1. 程式人生 > >使用clang進行交叉編譯

使用clang進行交叉編譯

Target-Specific Libraries

All libraries that you compile as part of your build will be cross-compiled to your target, and your build system will probably find them in the right place. But all dependencies that are normally checked against (like libxml or libz etc) will match against the host platform, not the target.

So, if the build system is not aware that you want to cross-compile your code, it will get every dependency wrong, and your compilation will fail during build time, not configure time.

Also, finding the libraries for your target are not as easy as for your host machine. There aren’t many cross-libraries available as packages to most OS’s, so you’ll have to either cross-compile them from source, or download the package for your target platform, extract the libraries and headers, put them in specific directories and add -I

 and -L pointing to them.

Also, some libraries have different dependencies on different targets, so configuration tools to find dependencies in the host can get the list wrong for the target platform.

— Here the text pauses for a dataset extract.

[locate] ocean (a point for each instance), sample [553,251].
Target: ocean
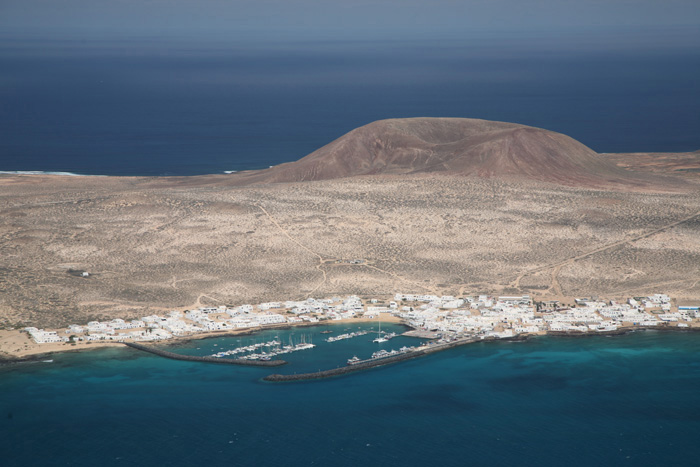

This means that the configuration of your build can get things wrong when setting their own library paths, and you’ll have to augment it via additional flags (configure, Make, CMake, etc).

Multilibs

When you want to cross-compile to more than one configuration, for example hard-float-ARM and soft-float-ARM, you’ll have to have multiple copies of your libraries and (possibly) headers.

Some Linux distributions have support for Multilib, which handle that for you in an easier way, but if you’re not careful and, for instance, forget to specify -ccc-gcc-namearmv7l-linux-gnueabihf-gcc (which uses hard-float), Clang will pick the armv7l-linux-gnueabi-ld (which uses soft-float) and linker errors will happen.

The same is true if you’re compiling for different ABIs, like gnueabi and androideabi, and might even link and run, but produce run-time errors, which are much harder to track down and fix.